The main problem is that we try to manually detect that all partial requests for user stats have been completed and then resolve the promise that the function returns. It also contains bugs, such as relying on the last promise in the array to be resolved last (instead of f.ex. counting the number of promises completed so far and resolving when all users.length promises are done).
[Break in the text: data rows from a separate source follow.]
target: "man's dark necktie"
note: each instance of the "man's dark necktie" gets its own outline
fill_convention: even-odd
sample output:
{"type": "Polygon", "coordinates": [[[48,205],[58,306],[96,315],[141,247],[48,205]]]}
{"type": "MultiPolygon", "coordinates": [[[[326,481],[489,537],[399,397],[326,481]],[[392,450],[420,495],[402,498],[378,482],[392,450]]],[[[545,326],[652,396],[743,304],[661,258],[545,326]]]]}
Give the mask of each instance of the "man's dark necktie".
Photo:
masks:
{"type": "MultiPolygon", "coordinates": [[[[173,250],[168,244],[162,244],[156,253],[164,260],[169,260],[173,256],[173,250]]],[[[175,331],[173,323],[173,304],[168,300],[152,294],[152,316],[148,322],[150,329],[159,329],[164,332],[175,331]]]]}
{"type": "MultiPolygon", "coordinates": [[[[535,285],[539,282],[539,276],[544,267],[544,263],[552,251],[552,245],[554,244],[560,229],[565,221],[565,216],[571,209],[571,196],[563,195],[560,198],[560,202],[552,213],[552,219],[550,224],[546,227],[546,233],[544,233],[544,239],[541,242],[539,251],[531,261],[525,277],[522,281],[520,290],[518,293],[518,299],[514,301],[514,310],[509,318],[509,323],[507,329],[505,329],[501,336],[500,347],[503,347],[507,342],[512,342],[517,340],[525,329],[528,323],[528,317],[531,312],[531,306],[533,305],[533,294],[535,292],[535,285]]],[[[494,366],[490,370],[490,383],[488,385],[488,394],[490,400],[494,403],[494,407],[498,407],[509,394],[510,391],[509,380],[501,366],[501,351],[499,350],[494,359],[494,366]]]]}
Here is an improved version that uses Q’s allSettled to implement this waiting for the partial promises. It is also nicer in the respect that it does not swallow individual failures but returns them up the stack (where they are later explicitly filtered away).

Highlights:

  • Line 10 – use map to transform users into promises of user+stats
  • Line 23 – explicitely reject users whose stats failed to fetch
  • Lines 30, 40 – return a promise of user+stats
  • Line 47 – wait for all the promises to be completed, filter out failures, keep values


var Q = require('q');
var mongoFacade = require('mongoFacade');
/** For each user in our DB, fetch her stats from Fitbit */
var getUsersWithFitbitStats = function(){
var deferredResults = Q.defer();
mongoFacade.find({}, function(err, users){ // Async fetch from DB
// Turn each user into a promise of user stats
var userStatsPromisses = users.map(function(user){
var userStatsPromise = Q.defer();
Auth.oauth.getProtectedResource(
'https://api.fitbit.com/1/user/-/activities.json',
'GET',
user.oauthAccessToken,
user.oauthAccessTokenSecret,
function (error, data, response) { // Async fetch stats from Fitbit
if (error) {
logError(error, user);
userStatsPromise.reject(error); // don't hide the failure from the caller
return;
}
var responseData = JSON.parse(data);
// Deliver the promissed data
userStatsPromise.resolve({
user: {
id: user.fitbitId,
name: user.name
},
data: responseData
});
}
);
return userStatsPromise.promise; // return an element of the new array
}); // users.map
// Wait for all of the userStats promisses to finish, filter out failures,
// return the rest as an array of user stats
//userStatsPromisses; -> deferredResults
Q.allSettled(userStatsPromisses).then(function (results) {
var fulfilled = function(r) {
return r.state === "fulfilled";
};
var getValue = function(r) {
return r.value;
};
var goodUserStats = results.filter(fulfilled).map(getValue);
deferredResults.resolve(goodUserStats);
});
}); // async mongoFacade.find
return deferredResults.promise;
};
module.exports = {
getUsersWithFitbitStats: getUsersWithFitbitStats
};

(Of course the code can certainly be improved, I am no JS master.)

Conclusion

Use languages and libraries that take care of the hard bits of coordination and state management and focus on the business logic. You are less likely to write buggy code.

Related

The post Unconditional Programming by M. Feathers also promotes delegating the hard work of controlling execution to the language (and provides a nice example):

Over and over again, I find that better code has fewer if-statements, fewer switches, and fewer loops. Often this happens because developers are using languages with better abstractions. [..] The problem with control structures is that they often make it easy to modify code in bad ways.